For not-super-expensive, you can't go wrong the hobbyist version of Fusion 360. It's a one year subscription, free although it has to be renewed each year. There's tons of features in the free version and at least that many tons of tutorials how to use it. Product Design Online is a YouTube creator with a great series of tutorials, easy to follow, really clear to understand.

With respect to the difficulty with the file, usually turning it into a zip file will let it squeak by the filtes.

I agree with the curious aardvark about doing the work in millimeters.

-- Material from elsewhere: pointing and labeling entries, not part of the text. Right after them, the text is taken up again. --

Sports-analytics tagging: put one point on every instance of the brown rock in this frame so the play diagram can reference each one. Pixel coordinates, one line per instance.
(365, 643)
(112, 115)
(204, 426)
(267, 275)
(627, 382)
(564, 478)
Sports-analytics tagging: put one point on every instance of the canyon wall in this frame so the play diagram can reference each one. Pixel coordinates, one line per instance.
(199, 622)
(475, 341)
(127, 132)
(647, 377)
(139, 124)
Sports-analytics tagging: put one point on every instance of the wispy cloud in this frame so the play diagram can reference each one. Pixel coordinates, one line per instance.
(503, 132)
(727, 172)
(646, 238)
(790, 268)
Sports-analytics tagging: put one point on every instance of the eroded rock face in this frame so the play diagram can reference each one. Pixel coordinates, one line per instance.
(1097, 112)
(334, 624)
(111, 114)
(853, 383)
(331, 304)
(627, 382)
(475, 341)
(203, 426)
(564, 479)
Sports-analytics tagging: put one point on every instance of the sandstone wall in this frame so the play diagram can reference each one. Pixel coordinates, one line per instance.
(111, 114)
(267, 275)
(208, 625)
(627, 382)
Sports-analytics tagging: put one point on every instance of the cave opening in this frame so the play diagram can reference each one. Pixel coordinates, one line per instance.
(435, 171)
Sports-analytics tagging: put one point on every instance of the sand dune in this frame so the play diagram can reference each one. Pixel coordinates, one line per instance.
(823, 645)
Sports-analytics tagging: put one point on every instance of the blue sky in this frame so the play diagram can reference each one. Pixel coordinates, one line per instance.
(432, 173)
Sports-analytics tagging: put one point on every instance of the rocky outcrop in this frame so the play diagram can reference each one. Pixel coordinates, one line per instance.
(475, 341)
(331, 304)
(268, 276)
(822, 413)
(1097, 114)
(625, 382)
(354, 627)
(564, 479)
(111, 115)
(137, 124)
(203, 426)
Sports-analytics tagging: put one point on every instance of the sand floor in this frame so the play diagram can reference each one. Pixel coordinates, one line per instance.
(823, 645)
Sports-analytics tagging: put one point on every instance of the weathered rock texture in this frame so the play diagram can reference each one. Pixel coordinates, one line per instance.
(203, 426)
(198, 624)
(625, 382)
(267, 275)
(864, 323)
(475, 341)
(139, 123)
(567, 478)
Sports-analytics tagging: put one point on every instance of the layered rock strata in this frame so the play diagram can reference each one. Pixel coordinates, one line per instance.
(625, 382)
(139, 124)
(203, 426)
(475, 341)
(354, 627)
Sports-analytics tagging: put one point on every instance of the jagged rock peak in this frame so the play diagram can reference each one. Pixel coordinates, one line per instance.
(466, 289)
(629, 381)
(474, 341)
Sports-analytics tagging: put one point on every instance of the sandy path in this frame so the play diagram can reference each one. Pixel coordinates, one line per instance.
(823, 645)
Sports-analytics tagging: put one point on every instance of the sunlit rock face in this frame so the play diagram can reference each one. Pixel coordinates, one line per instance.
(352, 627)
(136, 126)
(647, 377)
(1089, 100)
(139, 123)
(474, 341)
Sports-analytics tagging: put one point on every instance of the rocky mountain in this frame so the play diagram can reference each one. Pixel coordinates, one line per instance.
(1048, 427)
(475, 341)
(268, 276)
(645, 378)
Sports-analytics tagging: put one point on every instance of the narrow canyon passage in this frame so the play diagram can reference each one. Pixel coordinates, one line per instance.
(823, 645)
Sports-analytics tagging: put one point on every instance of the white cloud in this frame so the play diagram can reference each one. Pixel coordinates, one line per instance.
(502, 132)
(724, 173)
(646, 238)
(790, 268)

The math is so much easier and the programs behave far better.

----------


## TFilbert

Thanks.  I'll look into the fusion 360.I created a new part (something to hopefully print a little faster and use less material.  a 1" square cube to do some test printing with.   I created it in inches, then converted the document to metric.   I'll give these a try tonight when I get home.

----------


## TFilbert

inches cube

----------


## fred_dot_u

Both of the cubes are 1/10th the "real" size. Instead of 25.4 mm, both are 2.54 mm. Something is amiss in the software, I believe.

----------


## TFilbert

That's so strange.   I've made 3d parts before, exported a dxf file and had stuff laser cut out of steel and the shop who received the dxf had no problem at all with scaling being off by a factor of 10.   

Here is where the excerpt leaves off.